New charges have been brought against all of the four police officers present at the death of African American George Floyd in Minneapolis on May 25.
The charge against Derek Chauvin has been elevated to second-degree murder, according to court documents.
The other three officers, previously uncharged, now face counts of aiding and abetting murder.
Mr. Floyd’s death has sparked huge protests across the US against racism and the police killings of black Americans.
The vast majority of demonstrations over the past eight days have been peaceful, but some have turned violent and curfews have been imposed in a number of cities.
Announcing the new charges, Minnesota’s Attorney General Keith Ellison said that they were in the interests of justice.
Derek Chauvin, already sacked, had initially faced charges of third-degree murder and second-degree manslaughter.
The other three sacked officers are Thomas Lane, J Alexander Kueng and Tou Thao.
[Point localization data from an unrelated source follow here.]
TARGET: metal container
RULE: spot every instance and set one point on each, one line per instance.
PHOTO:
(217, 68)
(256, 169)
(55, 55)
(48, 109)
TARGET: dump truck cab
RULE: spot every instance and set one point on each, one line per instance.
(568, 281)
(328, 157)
They all face charges of aiding and abetting second-degree murder, and aiding and abetting second-degree manslaughter.
A lawyer for the Floyd family, Benjamin Crump, called the new charges “a significant step forward on the road to justice”.”
But he was later to tell CNN that the family believed the charge against Derek Chauvin should be first-degree murder and that they had been told that the investigation was ongoing, and the charges could change further.
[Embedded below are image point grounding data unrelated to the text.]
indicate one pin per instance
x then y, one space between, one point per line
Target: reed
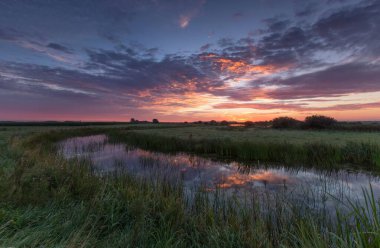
47 201
316 154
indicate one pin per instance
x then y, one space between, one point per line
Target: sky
189 60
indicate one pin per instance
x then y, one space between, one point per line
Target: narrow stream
316 189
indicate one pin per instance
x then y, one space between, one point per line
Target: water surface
315 189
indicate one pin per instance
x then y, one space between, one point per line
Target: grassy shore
47 201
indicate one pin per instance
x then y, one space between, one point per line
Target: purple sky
189 60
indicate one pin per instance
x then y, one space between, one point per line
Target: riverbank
49 201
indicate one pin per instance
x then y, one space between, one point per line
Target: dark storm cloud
328 53
334 81
59 47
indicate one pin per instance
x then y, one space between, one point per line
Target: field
48 201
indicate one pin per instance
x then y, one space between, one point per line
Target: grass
47 201
261 135
318 149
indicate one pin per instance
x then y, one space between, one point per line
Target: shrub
285 122
319 122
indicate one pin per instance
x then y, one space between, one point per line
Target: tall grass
50 202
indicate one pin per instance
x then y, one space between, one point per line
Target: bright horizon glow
189 61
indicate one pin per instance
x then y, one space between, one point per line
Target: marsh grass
47 201
321 155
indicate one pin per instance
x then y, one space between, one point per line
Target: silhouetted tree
213 122
285 122
248 123
224 123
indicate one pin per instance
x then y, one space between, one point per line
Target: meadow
48 201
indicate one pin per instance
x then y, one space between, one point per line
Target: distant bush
285 122
319 122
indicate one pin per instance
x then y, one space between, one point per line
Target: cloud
59 47
334 81
186 17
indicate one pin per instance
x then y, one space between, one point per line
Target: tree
285 122
248 123
319 121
At a press briefing, rights activist Rev Al Sharpton said that the Floyd case must lead to a national federal act.
Otherwise, he said, “… all of this is drama to no end”.
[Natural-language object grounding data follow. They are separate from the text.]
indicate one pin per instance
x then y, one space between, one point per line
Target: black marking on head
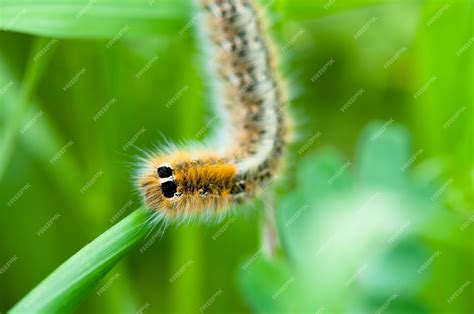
164 172
169 188
238 188
204 190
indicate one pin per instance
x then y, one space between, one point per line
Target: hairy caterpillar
182 184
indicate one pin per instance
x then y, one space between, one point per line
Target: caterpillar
180 184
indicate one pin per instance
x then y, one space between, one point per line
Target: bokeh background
374 218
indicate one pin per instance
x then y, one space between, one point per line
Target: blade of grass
94 19
34 70
71 282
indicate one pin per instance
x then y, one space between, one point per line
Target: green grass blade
94 19
70 284
34 71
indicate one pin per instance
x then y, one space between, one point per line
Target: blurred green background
84 85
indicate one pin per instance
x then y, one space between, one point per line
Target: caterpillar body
182 184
Meanwhile, US defence secretary, Mark Esper, has opposed President Trump’s proposal for the use of the military to end the protests and random violence of the last one week.
In an interview on Wednesday, Mr. Esper said soldiers should only be deployed as a last resort.
Analysts say while Mr. Esper’s comments may have invoked the ire of the president, it might yet be difficult for Mr. Trump to fire his defence secretary in such an uncertain election year.